There are politically motivated criminals in our government who should be unmasked and punished to the fullest extent of the law. These people have leaked some of our most sensitive secrets and damaged our national security for no reason other than to discredit President Bush. Forget the Plame nonsense. That -- according to a CIA assessment -- caused no damage at all. No, I'm talking about the leaks of the secret CIA detention facilities in Europe and elsewhere where terrorist detainees are kept. I'm talking about the leak of a top-secret satellite program, apparently by three U.S. senators. And I'm talking about last week's New York Times report about the NSA's domestic intelligence gathering effort that's paying off handsomely. Or was, until the leakers told the Times.

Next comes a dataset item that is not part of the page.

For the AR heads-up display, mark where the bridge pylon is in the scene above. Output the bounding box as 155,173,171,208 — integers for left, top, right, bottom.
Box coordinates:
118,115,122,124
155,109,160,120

Friday, in a report that the White House asked not be published because it could jeopardize ongoing anti-terrorist operations, the Times revealed that in 2001 the president authorized the National Security Agency to collect intelligence from conversations routed through the United States and possibly including people within the United States. And the media feeding frenzy aimed at declaring George W. Bush a criminal started all over again.

It's pretty clear that NSA's domestic intelligence gathering was -- and is -- legal. But before we get to that, we have to set the context for this debate correctly, which is more than the Times, the Washington Post, or any of the other politico-media will do. We need only two data points to accomplish that.

First, the last time a war was fought on American soil, the president then didn't merely authorize intelligence gathering within our borders, he suspended the writ of habeas corpus for anyone held in military custody (even though we didn't yet have a base at Gitmo), and declared that anyone opposing the war would be tried and punished under martial law in military courts. Thank heaven that George Bush isn't as radical as Abraham Lincoln was when he signed that proclamation in September 1862. Or as radical as FDR was in interning Japanese citizens in World War II.

Second, the price of inaction in the war against terrorists is too high. We know, from Mansour Ijaz's accounts and from the admissions Clinton national security adviser Sandy Berger has made in several interviews, that the Clinton administration turned down Sudan's repeated 1996 offers of bin Laden on a silver platter because its lawyers didn't believe we had enough evidence to indict him in a U.S. court. Instead of telling the lawyers to find a way to put OBL out of business, the Clintons took the easy way out their lawyers had provided and let bin Laden get away.